Comment on attachment 8714917 [details] [diff] [review] cookie.patch Review of attachment 8714917 [details] [diff] [review]: ----------------------------------------------------------------- I don't know the cookies code well, and I can't review code in netwerk/. Please check the VCS logs to find someone for the cookies code and ask a netwerk peer too. ::: netwerk/cookie/nsICookieManager.idl @@ +16,1 @@ > interface nsICookieManager : nsISupports This shouldn't be necessary anymore. @@ +38,5 @@ > * strings. If the target cookie is a domain cookie, a leading > * dot must be present. > * @param aName The name specified in the cookie > * @param aPath The path for which the cookie was set > * @param aBlocked Indicates if cookies from this host should be permanently blocked This should list aUserContextId with a short description.

Comment on attachment 8714917 [details] [diff] [review] cookie.patch Smaug?

Comment on attachment 8714917 [details] [diff] [review] cookie.patch ehsan has, IIRC, played with cookies.

Comment on attachment 8714917 [details] [diff] [review] cookie.patch Review of attachment 8714917 [details] [diff] [review]: ----------------------------------------------------------------- nsICookieManager.remove() is by no way special. It is one of the many ways we delete a cookie. See all of the other call sites of RemoveCookieFromList(). This should be done for all of them. Also is there any reason why you would want to support deleting other users' cookies? That seems pretty questionable. It's definitely the wrong thing to do at least under the generic remove() name. If there is a use case for that, I think we should have a separate nsICookieManager API like removeFromOtherUser() or some such.
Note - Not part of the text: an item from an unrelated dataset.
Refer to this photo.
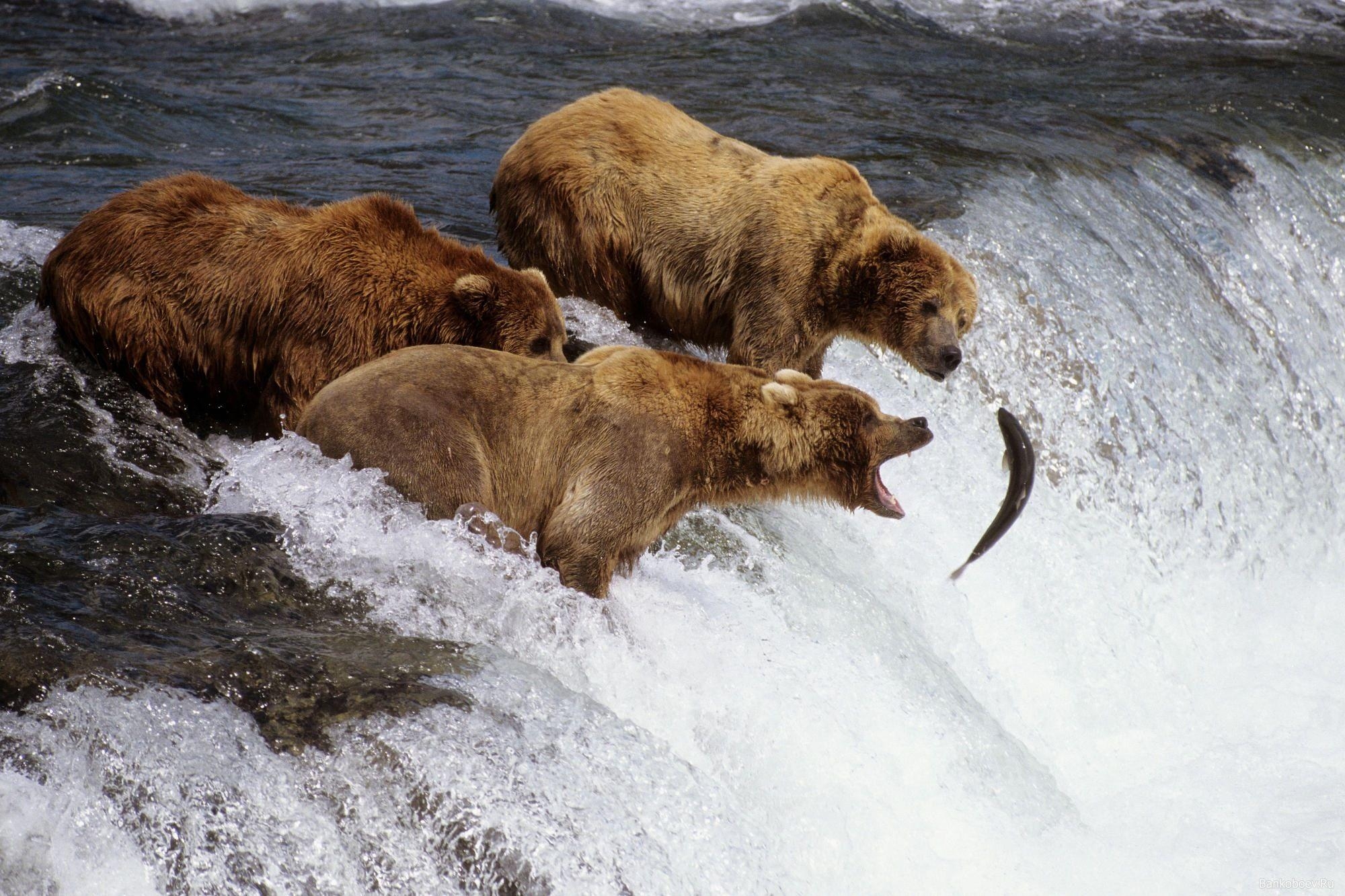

But I'm uncomfortable adding an API like this, it's too big of a footgun. If the only use case here is doing the right thing in the face of multiple users, I would like to instead internally use the current user context ID, always. There's a couple of code-related issues below but I suspect looking at them may be unnecessary since I'm suggesting a completely different approach. :-) ::: netwerk/cookie/nsCookieService.cpp @@ +2370,4 @@ > bool aBlocked) > { > NeckoOriginAttributes attrs; > + attrs.mUserContextId = aUserContextId; You should add this to the other Remove() override too. ::: netwerk/cookie/nsICookieManager.idl @@ +45,5 @@ > + void remove(in AUTF8String aHost, > + in ACString aName, > + in AUTF8String aPath, > + in unsigned long aUserContextId, > + in boolean aBlocked); Have you checked how many add-ons use this?

The reason why I changed the remove() is because, simply, it doesn't work with containers. What we do in remove is: NeckoOriginAttributes attrs; return Remove(aHost, attrs, aName, aPath, aBlocked); Use-case: the user opens the cookie manager from about:profiles. He/she selects 1 cookie from 1 particular container and it tries to remove it: he/she cannot, because that cookie has a particular userContextId, but we are using a generic NeckoOriginAttributes, that doesn't have such userContextId flag set. Result: we delete the cookie with UserContextId == 0, instead the selected cookie. > If the only use case here is doing the right thing in the face of multiple > users, I would like to instead internally use the current user context ID, > always. I don't know what you mean with multiple users... but, the current way we delete cookies in RemoveCookieFromList works. We just don't have a correct remove method from the UI :)

This is a regression from bug 1165267, one that we have shipped. :(( If you go to the cookie viewer and delete the cookie, you'll end up deleting the cookie for the wrong user, or not do anything at all.

It is actually only a regression if you enable containers.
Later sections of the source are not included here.